In 1780, he married Ann Catherine Dashwood, the eldest daughter of prominent Lincolnshire landowner Samuel Dashwood and Anne Dashwood. She was a granddaughter of George Dashwood, MP for Stockbridge (and son of Lord Mayor of London Sir Samuel Dashwood), and James Bateman, MP for Carlisle (and son of banker Sir James Bateman). He adopted his niece Frances Dorothy Cartwright, daughter of his brother Edmund, after her mother died in 1785.

Cartwright died in London on 23 September 1824, and was buried at St Mary's Church, Finchley, north London.

==Legacy==
In 1793 Captain George Vancouver named Cartwright Sound - on the west coast of Graham Island in Haida Gwaii (Queen Charlotte Islands), British Columbia, Canada - in his honour in relation to his Royal Navy service under Admiral Howe.

The Life and Correspondence of Major Cartwright, edited by his niece Frances Dorothy Cartwright, was published in 1826. An uncritical account, it had no competitors until 1972.

In 1831, a monument with a statue by sculptor George Clarke was erected to him in Bloomsbury, London, where he had lived. Burton Crescent, the original name of the street, was in 1908 renamed Cartwright Gardens in his honour. The statue is Grade II listed.

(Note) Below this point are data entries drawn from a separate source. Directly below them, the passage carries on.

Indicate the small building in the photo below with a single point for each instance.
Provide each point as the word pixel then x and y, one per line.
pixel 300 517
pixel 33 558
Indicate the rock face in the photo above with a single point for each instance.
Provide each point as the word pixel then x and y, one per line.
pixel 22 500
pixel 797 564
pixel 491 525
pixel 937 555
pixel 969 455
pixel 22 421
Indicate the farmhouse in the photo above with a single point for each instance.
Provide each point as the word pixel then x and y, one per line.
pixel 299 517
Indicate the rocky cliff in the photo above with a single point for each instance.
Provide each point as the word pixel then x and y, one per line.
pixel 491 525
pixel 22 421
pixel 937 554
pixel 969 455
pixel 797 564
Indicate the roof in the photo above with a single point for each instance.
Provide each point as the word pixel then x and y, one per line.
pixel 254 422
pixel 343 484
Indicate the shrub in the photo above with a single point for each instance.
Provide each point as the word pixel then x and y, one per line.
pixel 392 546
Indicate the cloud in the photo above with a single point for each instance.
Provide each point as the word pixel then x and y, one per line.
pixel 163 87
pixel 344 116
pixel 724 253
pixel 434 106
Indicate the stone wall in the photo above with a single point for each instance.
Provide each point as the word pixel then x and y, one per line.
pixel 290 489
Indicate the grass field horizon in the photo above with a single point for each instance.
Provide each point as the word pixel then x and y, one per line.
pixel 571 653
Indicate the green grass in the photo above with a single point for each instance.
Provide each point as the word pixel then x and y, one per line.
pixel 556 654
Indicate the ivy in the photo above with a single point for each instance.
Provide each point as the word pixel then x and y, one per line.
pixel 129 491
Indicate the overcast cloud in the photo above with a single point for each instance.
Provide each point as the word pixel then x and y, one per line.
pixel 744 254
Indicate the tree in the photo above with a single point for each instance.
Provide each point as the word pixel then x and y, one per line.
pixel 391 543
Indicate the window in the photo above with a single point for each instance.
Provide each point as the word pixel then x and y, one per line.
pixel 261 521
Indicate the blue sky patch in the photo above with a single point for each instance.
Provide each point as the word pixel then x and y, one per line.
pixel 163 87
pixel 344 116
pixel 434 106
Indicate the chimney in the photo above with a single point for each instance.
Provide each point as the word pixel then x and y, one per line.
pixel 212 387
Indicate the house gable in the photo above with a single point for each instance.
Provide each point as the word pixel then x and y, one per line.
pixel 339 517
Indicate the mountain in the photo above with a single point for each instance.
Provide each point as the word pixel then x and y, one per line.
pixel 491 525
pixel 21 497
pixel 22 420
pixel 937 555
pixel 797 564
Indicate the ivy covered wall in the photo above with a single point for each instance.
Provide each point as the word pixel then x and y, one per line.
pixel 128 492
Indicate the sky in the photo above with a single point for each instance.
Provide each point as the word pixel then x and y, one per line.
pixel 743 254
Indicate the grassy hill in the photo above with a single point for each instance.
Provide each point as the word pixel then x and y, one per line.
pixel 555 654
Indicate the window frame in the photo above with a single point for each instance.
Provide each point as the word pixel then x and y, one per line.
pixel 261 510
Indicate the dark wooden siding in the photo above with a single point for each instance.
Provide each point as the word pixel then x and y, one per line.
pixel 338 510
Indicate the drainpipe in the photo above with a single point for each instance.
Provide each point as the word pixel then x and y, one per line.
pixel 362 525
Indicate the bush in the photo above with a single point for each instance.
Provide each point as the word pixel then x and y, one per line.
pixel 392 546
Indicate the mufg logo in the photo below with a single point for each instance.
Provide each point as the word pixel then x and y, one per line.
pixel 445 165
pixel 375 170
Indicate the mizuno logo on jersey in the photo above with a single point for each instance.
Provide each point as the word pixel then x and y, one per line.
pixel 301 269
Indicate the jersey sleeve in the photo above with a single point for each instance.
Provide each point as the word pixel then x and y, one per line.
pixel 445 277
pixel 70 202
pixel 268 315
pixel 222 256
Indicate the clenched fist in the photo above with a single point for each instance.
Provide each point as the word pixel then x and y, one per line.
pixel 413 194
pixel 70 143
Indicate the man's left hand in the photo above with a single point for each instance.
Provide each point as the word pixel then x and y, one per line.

In 1835, a monument to him was erected in St Mary's churchyard, Finchley, paid for by public subscription. It is also Grade II listed. and was on the English Heritage Heritage at Risk Register due to its dangerous condition. The monument was removed from the register after being restored in 2019, as a result of a £79,000 grant from Historic England.

John Cartwright House, built in 1976 on the Mansford Estate in Bethnal Green, was named in his honour. The housing estate was built by Tower Hamlets Council and a number of the blocks were named after social and political reformers. In 2006, the estate transferred to Tower Hamlets Community Housing, a local housing association.